Reklama

Rock & Love Festival 2021: dwa dni rocka w Krakowie. Co się działo?

Rock & Love Festival już trzeci raz przybył z misją promowania niezależnych artystów. Koncerty odbyły się 17 i 18 września w krakowskim Klubie Kwadrat.

Rock & Love Festival już trzeci raz przybył z misją promowania niezależnych artystów. Koncerty odbyły się 17 i 18 września w krakowskim Klubie Kwadrat.
Zespół The Ferrules na scenie Rock & Love Festival 2021 /Natalia Mocarska /materiały prasowe

Trzecia edycja Rock & Love obfitowała w niezwykle różnorodny zestaw muzyczny. Oczywiście, jak wskazuje nazwa wydarzenia, w Kwadracie usłyszeliśmy muzykę gitarową, ale w wielu jej odmianach - od łagodniejszej wersji, po klasyczną aż do alternatywnych i metalowych brzmień

"Motywem przewodnim jest przedstawienie zespołów, które są jeszcze na początku drogi i nie mają aż tak dużej możliwości pokazania się. Rock & Love można poniekąd nazwać festiwalem showcase'owym, ponieważ nie zapraszamy samych gwiazd, a bardzo chcemy, żeby właśnie dzięki naszej scenie te zespoły mogły zaistnieć bardziej, znaleźć wydawcę i tak dalej" - mówił przed wydarzeniem organizator, Mariusz Zając.

Reklama

W piątek na scenie pojawili się: The Ferrules, TFB The Freedom Birds, Filip Mizia, znani z poprzednich edycji Funky Tank i RADIO SLAM, a gwiazdą wieczoru był zespół Dziwna Wiosna

Dzień później Kwadrat dźwiękami wypełnili: Overdose, Stolica, Wizja Lokalna, NOCTI, Misscore, Novela i Desertrain. Każdy z występujących w ramach podziękowań otrzymał "platynową płytę".
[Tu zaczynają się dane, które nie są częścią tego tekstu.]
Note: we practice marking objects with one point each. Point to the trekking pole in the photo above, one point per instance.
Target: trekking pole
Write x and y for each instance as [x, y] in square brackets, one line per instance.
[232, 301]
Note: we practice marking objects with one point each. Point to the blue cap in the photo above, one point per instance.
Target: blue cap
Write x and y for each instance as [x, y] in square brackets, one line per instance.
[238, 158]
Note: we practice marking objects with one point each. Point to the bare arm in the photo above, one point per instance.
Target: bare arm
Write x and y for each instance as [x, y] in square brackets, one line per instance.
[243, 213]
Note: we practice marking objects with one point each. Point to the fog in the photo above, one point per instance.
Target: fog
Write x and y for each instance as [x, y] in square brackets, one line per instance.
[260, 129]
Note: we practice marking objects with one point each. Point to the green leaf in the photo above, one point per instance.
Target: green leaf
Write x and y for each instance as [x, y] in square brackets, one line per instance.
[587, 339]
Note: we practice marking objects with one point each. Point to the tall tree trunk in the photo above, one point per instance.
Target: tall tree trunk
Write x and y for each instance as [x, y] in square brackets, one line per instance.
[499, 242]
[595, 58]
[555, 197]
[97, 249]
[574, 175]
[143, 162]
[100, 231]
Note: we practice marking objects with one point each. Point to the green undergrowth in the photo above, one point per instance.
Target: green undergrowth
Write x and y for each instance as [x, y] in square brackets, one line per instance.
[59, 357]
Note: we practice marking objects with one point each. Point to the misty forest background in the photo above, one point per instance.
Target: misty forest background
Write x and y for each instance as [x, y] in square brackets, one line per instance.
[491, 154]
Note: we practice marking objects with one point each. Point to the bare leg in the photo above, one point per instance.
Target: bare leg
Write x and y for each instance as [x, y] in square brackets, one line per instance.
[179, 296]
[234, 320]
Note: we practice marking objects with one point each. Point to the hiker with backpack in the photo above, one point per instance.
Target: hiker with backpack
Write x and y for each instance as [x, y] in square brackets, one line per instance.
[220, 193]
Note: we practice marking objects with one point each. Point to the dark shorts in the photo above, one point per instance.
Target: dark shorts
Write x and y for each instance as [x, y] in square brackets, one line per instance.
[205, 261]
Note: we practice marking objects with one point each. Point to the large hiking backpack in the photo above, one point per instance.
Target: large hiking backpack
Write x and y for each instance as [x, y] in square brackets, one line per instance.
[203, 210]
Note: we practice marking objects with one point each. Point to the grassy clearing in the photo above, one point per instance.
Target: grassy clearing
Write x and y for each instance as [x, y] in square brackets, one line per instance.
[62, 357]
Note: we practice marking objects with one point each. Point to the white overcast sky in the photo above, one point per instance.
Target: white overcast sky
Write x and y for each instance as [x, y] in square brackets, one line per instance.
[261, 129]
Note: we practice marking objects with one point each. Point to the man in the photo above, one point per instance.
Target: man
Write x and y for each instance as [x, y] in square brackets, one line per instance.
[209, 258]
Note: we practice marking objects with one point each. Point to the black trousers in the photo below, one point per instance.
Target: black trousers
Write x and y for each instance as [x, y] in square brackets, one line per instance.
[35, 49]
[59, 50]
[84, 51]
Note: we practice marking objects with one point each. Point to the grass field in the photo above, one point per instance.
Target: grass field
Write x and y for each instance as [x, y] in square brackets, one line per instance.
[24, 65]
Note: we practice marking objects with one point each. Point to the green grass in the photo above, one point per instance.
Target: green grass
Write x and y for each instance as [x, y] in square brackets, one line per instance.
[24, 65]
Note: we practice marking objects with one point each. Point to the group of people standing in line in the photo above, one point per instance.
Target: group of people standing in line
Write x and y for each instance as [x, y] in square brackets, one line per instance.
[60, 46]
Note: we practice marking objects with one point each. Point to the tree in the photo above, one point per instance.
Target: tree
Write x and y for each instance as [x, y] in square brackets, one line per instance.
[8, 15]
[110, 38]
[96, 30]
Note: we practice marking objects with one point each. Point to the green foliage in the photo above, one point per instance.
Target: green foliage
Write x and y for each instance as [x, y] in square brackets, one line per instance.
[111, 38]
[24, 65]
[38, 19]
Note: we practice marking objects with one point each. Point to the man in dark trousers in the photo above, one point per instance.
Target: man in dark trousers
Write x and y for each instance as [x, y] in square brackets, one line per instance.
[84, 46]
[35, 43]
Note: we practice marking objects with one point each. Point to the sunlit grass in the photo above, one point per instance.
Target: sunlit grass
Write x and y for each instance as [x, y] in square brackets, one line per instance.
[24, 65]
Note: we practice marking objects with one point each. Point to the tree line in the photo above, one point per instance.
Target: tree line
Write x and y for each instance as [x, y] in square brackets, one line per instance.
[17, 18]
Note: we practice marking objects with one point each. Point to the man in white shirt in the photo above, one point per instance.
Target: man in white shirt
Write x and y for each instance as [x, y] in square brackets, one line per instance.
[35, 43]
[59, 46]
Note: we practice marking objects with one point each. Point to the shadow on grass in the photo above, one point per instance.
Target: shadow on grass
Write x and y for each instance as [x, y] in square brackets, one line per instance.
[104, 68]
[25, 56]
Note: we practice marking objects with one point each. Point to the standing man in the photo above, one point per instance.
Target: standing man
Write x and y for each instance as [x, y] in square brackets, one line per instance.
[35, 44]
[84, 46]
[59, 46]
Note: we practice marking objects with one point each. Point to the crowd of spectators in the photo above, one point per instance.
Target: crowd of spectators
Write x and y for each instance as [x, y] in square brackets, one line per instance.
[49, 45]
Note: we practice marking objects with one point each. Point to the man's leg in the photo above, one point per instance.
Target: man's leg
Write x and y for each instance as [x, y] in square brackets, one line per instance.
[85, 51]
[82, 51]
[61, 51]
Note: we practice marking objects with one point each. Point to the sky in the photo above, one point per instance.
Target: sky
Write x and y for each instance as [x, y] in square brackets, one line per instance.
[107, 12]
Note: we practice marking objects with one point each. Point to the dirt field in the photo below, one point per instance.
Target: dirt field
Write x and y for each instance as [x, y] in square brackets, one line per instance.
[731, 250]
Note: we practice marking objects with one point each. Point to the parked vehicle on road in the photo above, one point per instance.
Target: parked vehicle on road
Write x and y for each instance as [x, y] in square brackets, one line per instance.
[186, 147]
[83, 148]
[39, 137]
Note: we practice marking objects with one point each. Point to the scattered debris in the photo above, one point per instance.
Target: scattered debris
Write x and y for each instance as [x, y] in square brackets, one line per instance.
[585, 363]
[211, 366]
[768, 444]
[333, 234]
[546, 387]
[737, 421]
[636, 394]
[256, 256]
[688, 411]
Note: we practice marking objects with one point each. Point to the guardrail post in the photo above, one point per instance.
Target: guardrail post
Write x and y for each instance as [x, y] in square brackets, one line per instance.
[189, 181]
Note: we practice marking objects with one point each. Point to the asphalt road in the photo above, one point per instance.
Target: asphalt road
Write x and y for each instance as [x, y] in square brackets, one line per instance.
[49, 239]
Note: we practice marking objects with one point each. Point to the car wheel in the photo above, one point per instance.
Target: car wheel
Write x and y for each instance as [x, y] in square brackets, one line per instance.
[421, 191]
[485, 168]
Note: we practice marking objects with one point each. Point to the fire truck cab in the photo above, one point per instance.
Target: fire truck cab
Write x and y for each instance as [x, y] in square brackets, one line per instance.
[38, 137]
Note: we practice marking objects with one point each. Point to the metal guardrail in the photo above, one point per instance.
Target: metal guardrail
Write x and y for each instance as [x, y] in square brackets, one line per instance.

"My, jako organizatorzy, jesteśmy bardzo zadowoleni z przebiegu festiwalu. Każdy z artystów dał z siebie maksimum możliwości, wszyscy fantastycznie zaprezentowali się na naszej scenie. Co też ważne, dołożyliśmy ogromnych starań, żeby jakość dźwięku, a także jakość streamingu, były na wysokim poziomie, co spowodowało, że zespoły czuły się u nas bardzo pewnie. Te pochwały mocno napędzają nas do działania. Już rozpoczynamy pracę nad kolejną edycją Rock & Love w 2022 roku" - zapewnił Mariusz Zając. 

"Jeszcze raz bardzo dziękujemy artystom, ale także całej ekipie technicznej, organizacyjnej, marketingowej. Dziękujemy także wszystkim dziennikarzom, patronom i partnerom naszego festiwalu. Specjalne ukłony również dla tych, którzy oglądali i słuchali Rock & Love na żywo w Klubie Kwadrat oraz w formie streamingu. To wszystko dla Was, fanów dobrej muzyki" - dodał.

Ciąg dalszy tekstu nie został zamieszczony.